Epidemiology and behavior in the time of Ebola

File:Ebola virus em.pngThis week the WHO Ebola Response Team published a paper raising the notion that Ebola could become endemic in the human population of West Africa. The idea hadn't occurred to me previously, and it struck me as very unlikely. After all, this is a directly transmissible disease that, as many have told us, we know how to control.

After reflecting on the possibility, however, I don't think it can be discounted out of hand. On the one hand, breaking the chain of transmission can be achieved theoretically with careful attention to infection control and prevention practice, which is well defined in the healthcare environment. On the other hand, this isn't a nosocomial outbreak. Community transmission is the major driver of incident cases, so changing human behavior in the community must occur if this epidemic is to be stopped. In general behavior is hard to affect, and in this case it may be even harder, given recent descriptions of distrust between healthcare providers and the community.

As I've mentioned before, one of the uses of mathematical modeling is to support clear and careful thinking.
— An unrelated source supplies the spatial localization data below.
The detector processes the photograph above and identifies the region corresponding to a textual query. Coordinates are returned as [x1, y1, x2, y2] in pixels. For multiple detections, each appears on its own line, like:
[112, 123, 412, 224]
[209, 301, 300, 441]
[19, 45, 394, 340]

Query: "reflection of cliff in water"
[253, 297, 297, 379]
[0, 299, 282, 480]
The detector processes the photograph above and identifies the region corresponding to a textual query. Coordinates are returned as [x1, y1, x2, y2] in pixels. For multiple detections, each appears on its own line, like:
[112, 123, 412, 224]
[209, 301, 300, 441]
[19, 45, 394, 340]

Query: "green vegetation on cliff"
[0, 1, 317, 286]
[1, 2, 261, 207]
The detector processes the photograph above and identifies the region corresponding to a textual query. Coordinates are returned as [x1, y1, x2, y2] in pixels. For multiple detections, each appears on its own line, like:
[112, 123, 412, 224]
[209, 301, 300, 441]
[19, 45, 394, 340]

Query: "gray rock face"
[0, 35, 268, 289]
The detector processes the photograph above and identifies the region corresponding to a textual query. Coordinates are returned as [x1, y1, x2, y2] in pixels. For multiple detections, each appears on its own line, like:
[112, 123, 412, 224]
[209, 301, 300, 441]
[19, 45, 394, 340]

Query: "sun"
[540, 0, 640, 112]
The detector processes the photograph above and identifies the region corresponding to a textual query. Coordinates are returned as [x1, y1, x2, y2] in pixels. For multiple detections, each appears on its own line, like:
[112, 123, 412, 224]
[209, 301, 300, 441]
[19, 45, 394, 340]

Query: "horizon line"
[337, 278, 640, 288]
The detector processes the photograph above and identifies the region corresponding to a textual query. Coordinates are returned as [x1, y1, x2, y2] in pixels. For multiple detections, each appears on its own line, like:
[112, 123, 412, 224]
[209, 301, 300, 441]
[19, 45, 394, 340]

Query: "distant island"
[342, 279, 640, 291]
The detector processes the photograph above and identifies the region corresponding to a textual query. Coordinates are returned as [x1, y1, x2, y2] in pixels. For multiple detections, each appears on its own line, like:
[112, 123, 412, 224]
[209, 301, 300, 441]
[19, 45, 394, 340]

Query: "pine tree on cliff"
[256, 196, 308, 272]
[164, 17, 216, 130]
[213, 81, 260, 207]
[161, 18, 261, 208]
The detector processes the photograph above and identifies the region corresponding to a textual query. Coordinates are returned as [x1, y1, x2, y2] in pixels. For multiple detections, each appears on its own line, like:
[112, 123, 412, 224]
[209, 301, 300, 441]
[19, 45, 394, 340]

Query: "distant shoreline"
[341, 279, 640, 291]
In this case, epidemiologists have applied models to estimate the basic reproduction ratio, R0, and have found it to be greater than 1, consistent with estimates from past outbreaks. Such an R0 suggests that the virus has the potential to circulate permanently in the human population at some non-zero endemic prevalence. Endemic prevalence levels could be, relatively speaking, high or low (or intermediate). If low enough, the disease could fade out stochastically on its own, but at higher prevalences the continual danger of sporadic cases could persist indefinitely. Models can help us gain a sense of the relative likelihood of such outcomes.

The risk factors for acquiring Ebola virus infection are well known. If effective interventions reducing risky behavior are instituted widely and adhered to, they may reduce the effective reproduction ratio, Reff, to less than 1, thereby breaking the chain of transmission. Achieving that must entail not only nosocomial infection control but also infection prevention through behavioral change in the community.

Changing behavior surely involves building and rebuilding trust between healthcare providers and local people. I suspect and hope that the recent massive pledges of, and plans for, assistance will help build the necessary rapport and trust. Maybe the construction of clinic facilities that better support effective care will help advance such endeavors. One thing is certain, however: the longer those pledges take to become reality, the more likely the worst scenarios for the course of this epidemic become.